30 Dec 2008

Stir fried beef with vegetables

Sometimes the grass looks greener on the other side of the hill. So, while living in the neighbourhood of the Hague, I'd chosen to shop in Amsterdam today. Shuffling in the freezing cold, surrounded by a mass of tourists, we discovered pratically the same shops in Amsterdam as in the Hague. Despite of that, I've had a lovely day with our youngest and found a nice book of breadbaking in an English bookstore.
After a whole day of shopping in Amsterdam there's not much time left for cooking. A perfect time for stirfrying some vegetables and beef. Instead of sugarsnaps or red pepper you can use broccoli.
Stirfried beef with vegetables
  • 3oo-400 grams steak
  • 300 grams sugar snaps
  • 1 sweet red pepper, small cubes
  • a few champignons (optional)
  • 2 tbsp dry sherry
  • 1 tbsp dark soy sauce
  • 1 tbsp cornflour
  • oil
  • 3 tbsp oystersauce
  • 1 tsp sugar

Cut the beef in thin slices and marinate it (30 minutes) in the sherry, soy sauce and cornflour. In the meanwhile, you've time to cook the rice and slice the vegetables. I just blanche the sugarsnaps to keep them green and crisp.

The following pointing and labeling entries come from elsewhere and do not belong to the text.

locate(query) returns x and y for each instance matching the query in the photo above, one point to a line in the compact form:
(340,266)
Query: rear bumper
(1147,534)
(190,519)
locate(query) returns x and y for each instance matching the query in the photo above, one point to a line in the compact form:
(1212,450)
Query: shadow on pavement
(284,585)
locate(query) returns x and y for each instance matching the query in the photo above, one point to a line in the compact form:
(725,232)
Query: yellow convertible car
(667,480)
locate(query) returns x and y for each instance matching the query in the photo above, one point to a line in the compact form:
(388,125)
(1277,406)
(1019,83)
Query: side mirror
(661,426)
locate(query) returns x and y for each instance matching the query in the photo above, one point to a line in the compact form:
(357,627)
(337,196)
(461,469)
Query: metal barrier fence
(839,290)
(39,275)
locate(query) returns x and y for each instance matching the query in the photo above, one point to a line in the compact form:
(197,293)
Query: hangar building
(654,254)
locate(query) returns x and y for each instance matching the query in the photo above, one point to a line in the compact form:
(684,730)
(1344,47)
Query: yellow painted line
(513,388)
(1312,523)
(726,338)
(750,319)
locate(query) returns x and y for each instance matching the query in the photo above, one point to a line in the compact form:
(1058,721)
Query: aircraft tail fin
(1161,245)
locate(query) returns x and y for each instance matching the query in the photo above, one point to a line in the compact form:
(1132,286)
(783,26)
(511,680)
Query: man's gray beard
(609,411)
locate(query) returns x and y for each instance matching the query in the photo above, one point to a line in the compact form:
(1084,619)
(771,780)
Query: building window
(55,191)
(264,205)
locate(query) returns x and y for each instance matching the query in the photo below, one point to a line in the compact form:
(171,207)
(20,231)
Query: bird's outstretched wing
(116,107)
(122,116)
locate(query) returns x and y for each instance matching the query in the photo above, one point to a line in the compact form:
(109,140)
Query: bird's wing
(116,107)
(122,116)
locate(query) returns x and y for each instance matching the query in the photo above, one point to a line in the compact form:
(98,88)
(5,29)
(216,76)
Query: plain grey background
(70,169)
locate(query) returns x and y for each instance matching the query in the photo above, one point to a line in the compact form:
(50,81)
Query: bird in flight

Heat the oil and stirfry the redd pepper and the champignons for a minute. Take them out of the wok and set them aside while you stirfry the beef in about 2 minutes. Now add the red pepper, champignons and the sugarsnaps. Stirfry them all very fast on high heat and when it's ready, add the oystersauce and the sugar. Accompanied with Basmati rice you've got a very nice and healthy meal.